Robert Lewandowski przepraszał kibiców w mediach społecznościowych po tym, jak nie strzelił karnego w meczu z Meksykiem. Tymczasem Jan Tomaszewski obawia się o formę psychiczną kapitana Biało-czerwonych podczas mundialu w Katarze.
Polscy piłkarze w meczu z Meksykiem zagrali bardzo defensywnie. Najwyraźniej głównym celem taktyki obranej przez Czesława Michniewicza było: nie przegrać pierwszego meczu w grupie na mistrzostwach świata w Katarze. Pomimo tego Biało-czerwoni mogli zgarnąć trzy punkty.
Lewandowski 🆚 Ochoa
— TVP SPORT (@sport_tvppl) November 22, 2022
Górą Meksykanin...
__________#MEXPOL 🇲🇽🇵🇱 • #Mundialove pic.twitter.com/L4GyozXgBM
W drugiej połowie wtorkowego spotkania Robert Lewandowski został przewrócony w polu karnym przez Hectora Moreno. Arbiter po analizie VAR wskazał na jedenasty metr, ale napastnik reprezentacji Polski i FC Barcelony nie wykorzystał rzutu karnego.
Zagraliśmy mądrze i powinniśmy wygrać. Tym trudniej mi się z tym pogodzić. Przepraszam i dziękuje za wszystkie słowa wsparcia. Walczymy dalej o awans
- napisał później Lewandowski na Instagramie.
Tymczasem medalista mistrzostw świata w 1974 roku, Jan Tomaszewski wskazuje, że najlepszy strzelec w historii reprezentacji Polski przeżywa ostatnio ciężkie chwile.
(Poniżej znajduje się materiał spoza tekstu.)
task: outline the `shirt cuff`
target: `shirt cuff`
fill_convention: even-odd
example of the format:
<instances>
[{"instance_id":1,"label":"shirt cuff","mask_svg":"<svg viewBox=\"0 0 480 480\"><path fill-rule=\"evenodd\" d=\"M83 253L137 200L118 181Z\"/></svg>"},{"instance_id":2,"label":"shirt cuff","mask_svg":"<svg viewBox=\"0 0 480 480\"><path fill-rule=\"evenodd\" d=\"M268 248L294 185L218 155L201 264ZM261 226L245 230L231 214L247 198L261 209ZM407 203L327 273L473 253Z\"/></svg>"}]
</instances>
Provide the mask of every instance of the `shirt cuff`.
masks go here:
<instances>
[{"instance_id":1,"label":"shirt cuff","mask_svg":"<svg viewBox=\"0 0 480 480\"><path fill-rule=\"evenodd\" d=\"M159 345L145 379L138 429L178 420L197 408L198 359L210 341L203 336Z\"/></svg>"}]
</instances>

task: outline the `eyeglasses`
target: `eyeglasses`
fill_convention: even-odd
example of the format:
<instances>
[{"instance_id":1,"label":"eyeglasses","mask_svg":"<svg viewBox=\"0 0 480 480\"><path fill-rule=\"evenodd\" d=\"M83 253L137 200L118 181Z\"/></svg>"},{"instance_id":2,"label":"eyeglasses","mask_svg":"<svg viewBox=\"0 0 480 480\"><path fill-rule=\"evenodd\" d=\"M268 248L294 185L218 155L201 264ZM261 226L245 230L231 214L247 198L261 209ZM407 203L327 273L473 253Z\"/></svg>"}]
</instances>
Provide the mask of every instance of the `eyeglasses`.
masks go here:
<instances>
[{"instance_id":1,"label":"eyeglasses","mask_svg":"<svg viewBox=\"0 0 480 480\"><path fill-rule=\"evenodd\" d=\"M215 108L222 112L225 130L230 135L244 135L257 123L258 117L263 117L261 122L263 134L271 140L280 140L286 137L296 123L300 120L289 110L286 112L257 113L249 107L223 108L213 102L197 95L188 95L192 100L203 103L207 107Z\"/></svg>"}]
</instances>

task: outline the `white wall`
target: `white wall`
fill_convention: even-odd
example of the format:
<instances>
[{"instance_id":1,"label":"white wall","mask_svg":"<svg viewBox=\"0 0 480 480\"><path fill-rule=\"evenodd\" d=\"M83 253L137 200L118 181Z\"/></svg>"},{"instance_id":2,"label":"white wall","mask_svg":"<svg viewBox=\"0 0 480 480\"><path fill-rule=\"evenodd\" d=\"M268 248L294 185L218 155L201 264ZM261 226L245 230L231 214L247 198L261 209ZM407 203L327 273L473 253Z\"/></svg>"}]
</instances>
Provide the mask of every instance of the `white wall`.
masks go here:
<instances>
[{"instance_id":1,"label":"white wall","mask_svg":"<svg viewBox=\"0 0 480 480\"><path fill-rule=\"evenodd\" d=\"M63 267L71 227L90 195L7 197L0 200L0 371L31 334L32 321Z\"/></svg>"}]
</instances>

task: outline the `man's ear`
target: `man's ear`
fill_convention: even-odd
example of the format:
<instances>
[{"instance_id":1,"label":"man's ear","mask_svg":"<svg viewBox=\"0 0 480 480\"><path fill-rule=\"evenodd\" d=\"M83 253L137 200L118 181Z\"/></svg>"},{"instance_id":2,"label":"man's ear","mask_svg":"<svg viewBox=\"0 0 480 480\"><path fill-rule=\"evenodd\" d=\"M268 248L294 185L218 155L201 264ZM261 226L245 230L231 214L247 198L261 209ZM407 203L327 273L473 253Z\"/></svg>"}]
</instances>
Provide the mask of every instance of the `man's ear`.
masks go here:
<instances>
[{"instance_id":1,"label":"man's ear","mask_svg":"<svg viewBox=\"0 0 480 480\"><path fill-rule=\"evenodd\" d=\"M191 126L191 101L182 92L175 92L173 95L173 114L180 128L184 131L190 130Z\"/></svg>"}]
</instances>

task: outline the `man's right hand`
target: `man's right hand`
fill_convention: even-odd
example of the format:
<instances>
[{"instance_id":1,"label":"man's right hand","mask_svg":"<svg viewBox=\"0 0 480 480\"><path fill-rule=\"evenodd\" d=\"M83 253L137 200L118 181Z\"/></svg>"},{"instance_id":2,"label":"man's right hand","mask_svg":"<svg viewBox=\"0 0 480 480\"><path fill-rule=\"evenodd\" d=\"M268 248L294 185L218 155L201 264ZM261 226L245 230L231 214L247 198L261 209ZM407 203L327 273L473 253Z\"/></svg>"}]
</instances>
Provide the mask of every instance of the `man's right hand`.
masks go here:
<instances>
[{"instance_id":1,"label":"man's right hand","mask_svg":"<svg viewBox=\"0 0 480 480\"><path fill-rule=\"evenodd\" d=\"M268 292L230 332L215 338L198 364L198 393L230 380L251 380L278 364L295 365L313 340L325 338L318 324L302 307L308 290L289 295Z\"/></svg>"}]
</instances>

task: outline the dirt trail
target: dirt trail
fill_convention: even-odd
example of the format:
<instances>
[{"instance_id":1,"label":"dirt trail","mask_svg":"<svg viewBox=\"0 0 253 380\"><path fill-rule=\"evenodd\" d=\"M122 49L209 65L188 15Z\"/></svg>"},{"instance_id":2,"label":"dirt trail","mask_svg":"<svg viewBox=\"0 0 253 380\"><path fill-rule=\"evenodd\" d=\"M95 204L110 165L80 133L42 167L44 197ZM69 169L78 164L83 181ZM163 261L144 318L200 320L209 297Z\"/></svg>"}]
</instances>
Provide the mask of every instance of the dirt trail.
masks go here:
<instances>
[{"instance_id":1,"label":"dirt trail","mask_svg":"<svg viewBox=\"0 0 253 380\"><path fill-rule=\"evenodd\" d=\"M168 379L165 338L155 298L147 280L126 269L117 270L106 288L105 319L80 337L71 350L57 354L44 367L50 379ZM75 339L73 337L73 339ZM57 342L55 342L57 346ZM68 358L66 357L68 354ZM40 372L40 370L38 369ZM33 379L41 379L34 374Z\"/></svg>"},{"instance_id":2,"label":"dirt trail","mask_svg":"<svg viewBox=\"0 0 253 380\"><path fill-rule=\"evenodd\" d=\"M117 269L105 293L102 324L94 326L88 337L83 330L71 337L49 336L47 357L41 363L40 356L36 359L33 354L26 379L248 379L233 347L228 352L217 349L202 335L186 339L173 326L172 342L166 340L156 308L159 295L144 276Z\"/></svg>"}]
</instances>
Bramkarz "Orłów Górskiego" w rozmowie z Super Expressem wyraził obawę o formę psychiczną Lewandowskiego na mundialu w Katarze.
Obawiam się o psychikę Roberta Lewandowskiego. Raz, że przejścia, karny niestrzelony, kartka, mecze zawieszenia w Barcelonie. Widać było, że Robert nie jest sobą i ten karny był tego potwierdzeniem Oglądałem to dwa razy. To nie był ten Robert przy rzucie karnym
- analizował Tomaszewski nawiązując między innymi do czerwonej kartki, jaką Polak obejrzał w ostatnim ligowym meczu Barcy.
Polaków na mundialu w Katarze czekają teraz trzy dni przerwy. W sobotę zmierzą się z sensacyjnym liderem grupy C - Arabią Saudyjską.